Ron, um grande amigo, arquiteto e americano, me surpreendeu com uma pergunta logo no início do jantar de sua chegada, em nosso restaurante habitual. Ele queria saber por que nos sentimos uma criança quando somos tocados afetivamente por uma pessoa; como é que eu, psicanalista, nomearia isso? De bate pronto, talvez para me desembaraçar da incômoda questão, respondi-lhe com Cole Porter: – “What is this thing called love?” (O que é essa coisa chamada amor?). Sua cara me anunciou que eu não o tinha convencido minimamente. Respirei fundo e me disse: «- Ok, vamos lá».

Fui, então, de Cole Porter a Michel Leiris. “– Você o leu?”, perguntei a Ron, retomando do livro Biffures (Rabiscos), no primeiro capítulo, o momento em que o menino, tendo acabado de recuperar seu soldadinho que tinha caído no chão, grita sorridente ao verificar que ele estava intacto: “Lizmente!”. Um adulto ao seu lado lhe corrige incontinenti: « Felizmente ». Pobre!
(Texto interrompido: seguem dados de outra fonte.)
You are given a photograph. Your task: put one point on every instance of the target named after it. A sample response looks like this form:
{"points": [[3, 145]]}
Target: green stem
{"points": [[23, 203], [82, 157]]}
Essa língua de todo mundo faz com que ele saia abruptamente da infância – o que quer dizer literalmente “não fala” – para entrar na palavra correta que retifica a sua palavra original de satisfação: «Lizmente».
Este é o motivo que nos faz sentir crianças quando amamos. O amor é produto de um ‘tiquê’, como dizia Sócrates, de um encontro que nos tira do ‘automaton’ da rotina e para o qual não temos categoria adequada para ajeitar. O amor é sempre inadequado e bagunceiro – surpreendente – sem gaveta ou fichário para ser enquadrado. Para expressá-lo, pede palavras únicas e não batidas, amassadas ou burocráticas. Vi um namorado cumprimentar sua namorada, no dia do aniversário dela, mandando um e-mail pelo seu “natalício”; estragou a festa, recebeu como resposta uma merecida deletada.

É esse exigente uso de palavras únicas, fora da civilização, que nos dá impressão de estarmos regredindo ao estágio de criança. Confundimos infância (não ter palavra adequada) com criança (aquela que é criada pelo outro). Quando amamos, ficamos infantilizados, sim; inseguros, sim, mas em nada criança. A capacidade de amar é diretamente proporcional à possibilidade de suportar a surpresa do encontro inominável, pelo que foi dito aqui, infantil. Nada, nada simples, uma vez que abala diretamente os pilares da nossa identidade.

As palavras afetivas, os apelidos íntimos, os bilhetes acariciadores, não são para ninguém ver, fora da dupla amorosa, que os guarda em caixinhas mais ou menos seguras. Às vezes até mesmo os parceiros podem ficar envergonhados na manhã do dia seguinte, ou depois do amor passar. Álvaro de Campos, em Fernando Pessoa, tinha razão: todas as cartas de amor são ridículas, mas ridículos mesmo são os que nunca escreveram uma carta de amor. Finalmente, Ron se convenceu – e eu também.